Der Brandbrief beschäftigt nun auch Pfarrer Martin Stempfhuber. Er ist Vorsitzender des Kirchenverwaltungsrats. „Am 2. Mai werden wir uns in einer Sitzung mit dem Brief befassen“, sagt der Geistliche zu dieser Zeitung. Dem wolle er nicht vorgreifen. Stempfhuber will sich nur allgemein zur Situation äußern: „Wir sind bereits mit der Arbeitsagentur in Kontakt getreten und haben auch in Sozialakademien vorgesprochen, damit wir Mitarbeiter anwerben können“, so der Pfarrer. Doch generell sei die Situation extrem angespannt. „Das hat auch damit zu tun, dass der Staat vor ein paar Jahren die Zusage getätigt hat, dass jedes Kind einen Krippenplatz bekommt. Wie das aber bewerkstelligt werden soll, das hat er den Trägern überlassen“, so der Pfarrer. Deshalb habe man auch viel zu wenige Erzieherinnen und Erzieher ausgebildet. Das mitunter rigide Arbeitsrecht der Kirche – keine wiederverheirateten Geschiedenen und keine gleichgeschlechtlichen Partnerschaften – sieht der Pfarrer weniger als Problem. Im Gespräch sagt er sogar, man werbe um „männlich, weiblich und d“ – damit ist divers gemeint. Doch bislang eben noch mit wenig Erfolg.

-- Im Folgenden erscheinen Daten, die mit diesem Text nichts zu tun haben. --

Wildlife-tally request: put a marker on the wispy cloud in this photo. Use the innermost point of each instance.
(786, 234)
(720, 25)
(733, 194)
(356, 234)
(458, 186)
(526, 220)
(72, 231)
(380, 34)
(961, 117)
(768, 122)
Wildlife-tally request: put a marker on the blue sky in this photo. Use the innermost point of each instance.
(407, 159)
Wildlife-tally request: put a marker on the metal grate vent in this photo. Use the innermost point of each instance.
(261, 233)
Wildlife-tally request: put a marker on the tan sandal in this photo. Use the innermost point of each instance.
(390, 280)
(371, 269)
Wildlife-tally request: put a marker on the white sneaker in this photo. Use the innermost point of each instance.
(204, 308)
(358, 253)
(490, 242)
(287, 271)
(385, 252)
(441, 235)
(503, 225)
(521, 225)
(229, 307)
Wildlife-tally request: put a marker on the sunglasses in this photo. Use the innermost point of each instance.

Dabei geht es den kirchlichen Kindergärten derzeit genauso wie vielen Gemeinden, die ihren Kindergarten im Landkreis in Eigenregie betreiben. Denn die Stadt Regensburg hat angesichts des Personalmangels Prämien eingeführt. Sogar günstiger Wohnraum wurde organisiert, um überhaupt Auszubildende zu bekommen: Im Michelstift hat die Stadt Regensburg Wohnungen für Erzieherinnen-Auszubildende reserviert. Und in der jüngsten Stellenausschreibung heißt es wörtlich, man biete „eine Arbeitsmarktzulage in Höhe von 250 Euro pro Monat im 1. Jahr und 300 Euro pro Monat im 2. Jahr“.